Thursday, July 23, 2015

Making Meaning Dyadically

Edward Tronick in his talk “The Dyadic Expansion of Consciousness Model of Psychoanalytic Change” noted that there are many “something more”(s) going on between two people in a dyad and that the state between the two contains more information than either has for one’s self. This information can be apprehended by either and used to make meaning. Tronick further noted that one needs to feel secure [At the body level this refers to wholeness, safety,  boundedness] if one is to be flexible, creative, and able to engage in relationship with others.  Conversely, insecurity impairs meaning making, self regulation, and can lead to rigidity, dissociation, defensiveness, etc. as the patient holds on to the organizing patterns he already has.
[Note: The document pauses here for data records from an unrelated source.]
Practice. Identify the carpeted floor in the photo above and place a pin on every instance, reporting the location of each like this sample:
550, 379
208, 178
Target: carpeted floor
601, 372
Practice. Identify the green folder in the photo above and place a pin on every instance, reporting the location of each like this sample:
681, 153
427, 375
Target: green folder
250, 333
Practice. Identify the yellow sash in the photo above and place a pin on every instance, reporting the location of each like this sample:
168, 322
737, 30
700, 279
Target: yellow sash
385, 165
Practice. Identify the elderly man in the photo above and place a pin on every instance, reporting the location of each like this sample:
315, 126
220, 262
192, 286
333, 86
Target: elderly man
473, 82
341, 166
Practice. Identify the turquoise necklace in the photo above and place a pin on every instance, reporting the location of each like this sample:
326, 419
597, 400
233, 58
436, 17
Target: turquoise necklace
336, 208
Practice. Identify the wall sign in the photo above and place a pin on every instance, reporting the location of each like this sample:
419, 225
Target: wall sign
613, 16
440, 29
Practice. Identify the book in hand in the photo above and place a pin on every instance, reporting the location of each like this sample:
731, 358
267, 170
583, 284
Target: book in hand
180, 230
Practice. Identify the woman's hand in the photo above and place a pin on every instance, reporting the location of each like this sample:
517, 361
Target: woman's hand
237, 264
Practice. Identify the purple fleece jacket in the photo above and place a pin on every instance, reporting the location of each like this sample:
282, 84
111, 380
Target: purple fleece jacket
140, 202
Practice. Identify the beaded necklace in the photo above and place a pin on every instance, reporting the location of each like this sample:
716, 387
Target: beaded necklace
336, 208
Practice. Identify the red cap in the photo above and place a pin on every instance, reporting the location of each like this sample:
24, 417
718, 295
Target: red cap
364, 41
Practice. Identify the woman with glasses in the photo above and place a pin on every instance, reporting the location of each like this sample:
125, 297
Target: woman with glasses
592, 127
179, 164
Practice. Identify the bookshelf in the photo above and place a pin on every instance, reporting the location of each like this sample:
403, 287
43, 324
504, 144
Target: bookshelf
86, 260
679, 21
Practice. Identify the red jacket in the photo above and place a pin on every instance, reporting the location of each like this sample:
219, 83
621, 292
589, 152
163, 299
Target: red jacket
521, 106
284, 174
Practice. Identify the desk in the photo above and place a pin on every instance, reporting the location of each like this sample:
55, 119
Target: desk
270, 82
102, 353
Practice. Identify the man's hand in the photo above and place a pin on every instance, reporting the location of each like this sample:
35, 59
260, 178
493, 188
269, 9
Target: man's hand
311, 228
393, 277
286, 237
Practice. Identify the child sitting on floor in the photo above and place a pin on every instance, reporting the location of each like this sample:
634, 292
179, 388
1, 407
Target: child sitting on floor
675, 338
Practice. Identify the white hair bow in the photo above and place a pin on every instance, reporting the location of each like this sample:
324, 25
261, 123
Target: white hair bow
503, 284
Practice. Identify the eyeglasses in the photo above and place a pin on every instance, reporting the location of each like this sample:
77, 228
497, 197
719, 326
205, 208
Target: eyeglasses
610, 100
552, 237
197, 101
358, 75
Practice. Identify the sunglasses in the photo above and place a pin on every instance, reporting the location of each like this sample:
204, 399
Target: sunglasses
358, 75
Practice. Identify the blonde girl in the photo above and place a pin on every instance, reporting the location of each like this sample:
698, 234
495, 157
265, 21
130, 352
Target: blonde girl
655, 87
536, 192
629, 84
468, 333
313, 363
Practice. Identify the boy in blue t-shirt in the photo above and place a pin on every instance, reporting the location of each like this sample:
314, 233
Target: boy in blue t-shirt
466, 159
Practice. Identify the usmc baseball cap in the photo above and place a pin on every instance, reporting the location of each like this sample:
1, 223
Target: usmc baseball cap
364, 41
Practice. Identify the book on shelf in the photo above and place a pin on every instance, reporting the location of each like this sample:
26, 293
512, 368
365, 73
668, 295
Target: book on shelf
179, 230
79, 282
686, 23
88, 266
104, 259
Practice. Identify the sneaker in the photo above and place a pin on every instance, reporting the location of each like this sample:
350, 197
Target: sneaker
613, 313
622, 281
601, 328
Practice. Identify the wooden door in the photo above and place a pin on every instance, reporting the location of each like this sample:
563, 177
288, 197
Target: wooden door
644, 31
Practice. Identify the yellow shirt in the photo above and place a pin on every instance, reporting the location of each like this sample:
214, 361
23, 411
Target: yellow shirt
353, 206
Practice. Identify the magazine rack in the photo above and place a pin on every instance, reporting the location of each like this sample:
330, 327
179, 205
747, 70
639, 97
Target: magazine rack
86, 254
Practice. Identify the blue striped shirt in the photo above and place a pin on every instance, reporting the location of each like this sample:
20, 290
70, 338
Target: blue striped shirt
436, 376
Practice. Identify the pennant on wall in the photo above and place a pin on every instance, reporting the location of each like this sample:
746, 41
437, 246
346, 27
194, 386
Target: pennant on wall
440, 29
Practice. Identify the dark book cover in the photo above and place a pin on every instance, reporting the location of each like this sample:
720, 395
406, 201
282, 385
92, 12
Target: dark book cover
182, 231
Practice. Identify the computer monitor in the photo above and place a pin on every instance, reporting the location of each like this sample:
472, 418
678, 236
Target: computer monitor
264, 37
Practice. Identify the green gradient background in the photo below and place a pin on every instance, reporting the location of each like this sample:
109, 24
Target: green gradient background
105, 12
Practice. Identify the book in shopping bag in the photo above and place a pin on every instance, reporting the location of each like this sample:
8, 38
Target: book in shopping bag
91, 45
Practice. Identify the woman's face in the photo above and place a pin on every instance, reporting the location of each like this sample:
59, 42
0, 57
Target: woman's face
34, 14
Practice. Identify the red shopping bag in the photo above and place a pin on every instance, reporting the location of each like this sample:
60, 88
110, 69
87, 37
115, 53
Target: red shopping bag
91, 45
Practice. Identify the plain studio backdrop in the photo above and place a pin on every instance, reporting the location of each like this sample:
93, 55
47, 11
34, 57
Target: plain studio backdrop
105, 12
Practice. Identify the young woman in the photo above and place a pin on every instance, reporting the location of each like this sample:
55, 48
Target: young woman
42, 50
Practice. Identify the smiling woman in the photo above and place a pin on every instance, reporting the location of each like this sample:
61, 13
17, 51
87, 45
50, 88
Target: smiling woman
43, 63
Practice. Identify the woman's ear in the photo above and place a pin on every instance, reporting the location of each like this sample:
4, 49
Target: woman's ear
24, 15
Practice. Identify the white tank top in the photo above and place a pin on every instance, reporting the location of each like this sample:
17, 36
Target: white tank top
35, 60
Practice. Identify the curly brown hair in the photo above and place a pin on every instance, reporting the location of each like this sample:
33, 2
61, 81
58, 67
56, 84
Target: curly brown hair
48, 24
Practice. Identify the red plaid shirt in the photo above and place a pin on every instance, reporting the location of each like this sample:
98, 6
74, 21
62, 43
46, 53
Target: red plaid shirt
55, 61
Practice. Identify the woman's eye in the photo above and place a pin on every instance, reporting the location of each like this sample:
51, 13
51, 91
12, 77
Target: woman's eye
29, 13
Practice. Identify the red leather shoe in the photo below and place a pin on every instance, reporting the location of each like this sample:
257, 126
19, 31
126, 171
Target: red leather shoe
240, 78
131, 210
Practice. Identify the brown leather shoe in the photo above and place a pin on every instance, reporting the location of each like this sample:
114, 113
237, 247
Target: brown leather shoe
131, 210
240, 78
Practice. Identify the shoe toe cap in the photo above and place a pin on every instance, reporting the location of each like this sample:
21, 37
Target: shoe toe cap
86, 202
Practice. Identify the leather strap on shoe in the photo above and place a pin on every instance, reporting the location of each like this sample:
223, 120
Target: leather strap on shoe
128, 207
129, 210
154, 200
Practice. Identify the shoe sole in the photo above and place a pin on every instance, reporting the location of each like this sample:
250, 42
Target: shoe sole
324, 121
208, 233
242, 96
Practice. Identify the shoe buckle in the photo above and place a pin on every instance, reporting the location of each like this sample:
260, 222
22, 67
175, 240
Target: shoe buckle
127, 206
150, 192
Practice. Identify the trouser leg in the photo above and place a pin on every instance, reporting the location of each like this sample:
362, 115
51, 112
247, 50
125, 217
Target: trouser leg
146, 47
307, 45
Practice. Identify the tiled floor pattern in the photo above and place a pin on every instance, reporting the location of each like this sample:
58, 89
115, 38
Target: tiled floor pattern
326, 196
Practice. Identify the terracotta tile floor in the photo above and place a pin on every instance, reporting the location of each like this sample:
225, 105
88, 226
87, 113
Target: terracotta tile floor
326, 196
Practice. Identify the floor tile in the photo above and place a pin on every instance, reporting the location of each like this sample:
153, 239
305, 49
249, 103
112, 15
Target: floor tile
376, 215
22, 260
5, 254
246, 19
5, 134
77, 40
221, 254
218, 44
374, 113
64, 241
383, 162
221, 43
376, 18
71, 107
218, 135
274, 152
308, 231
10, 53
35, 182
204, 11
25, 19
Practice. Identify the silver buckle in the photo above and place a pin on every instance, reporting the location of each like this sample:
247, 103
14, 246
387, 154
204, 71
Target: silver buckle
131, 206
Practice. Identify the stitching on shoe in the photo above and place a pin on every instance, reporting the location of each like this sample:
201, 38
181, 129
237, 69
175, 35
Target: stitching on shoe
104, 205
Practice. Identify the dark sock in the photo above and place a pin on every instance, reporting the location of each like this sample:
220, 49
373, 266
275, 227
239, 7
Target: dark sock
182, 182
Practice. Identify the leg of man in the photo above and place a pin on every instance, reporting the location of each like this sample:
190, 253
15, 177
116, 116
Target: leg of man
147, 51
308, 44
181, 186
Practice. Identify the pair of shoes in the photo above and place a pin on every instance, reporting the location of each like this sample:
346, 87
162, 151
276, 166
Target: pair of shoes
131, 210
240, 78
Information may come at the bodily level, for example, through synchrony of respiratory sinus rhythms by parasympathetic regulation, particularly when each has protracted experience of the other, through ‘matching’ of tone, prosody, etc, as well as emotional matching and shared meaning at the symbolic (linguistic) level. Meaning making occurs bodily, emotionally, and symbolically and one system can bring to light (and help regulate)another.

His comments reminded me of a patient who complained that his “true self” was being “crushed” by the phoniness displayed by friends and family members and induced in him a likewise inauthenticity. I inquired where he felt this sensation of ‘being crushed’ in his body for as he reiterated his complaint I had the image of a baby’s face smashed into its mother’s breast while nursing. He replied that it was his face, like a mask smothering him. When I shared my image aloud, he though it “weird” but was willing, when invited, to consider (or play) with the image I introduced. He came up with a heretofore unrecalled memory of his father musing aloud when the patient cried that “Indians” blew into the face of their crying infants to get them to stop crying, by way of “suffocating” them. [The patient had oft complained of not being able to breathe, not catch his breath fully, since childhood, and of having no one, not even the family doctor, understand his complaint.]

This vignette came to mind as Tronick spoke because it illustrated to me to one particular moment where my patient and I had access to information between us that neither of us might have had access to alone. It was in exploration of the bodily component that the memory was activated and put into words.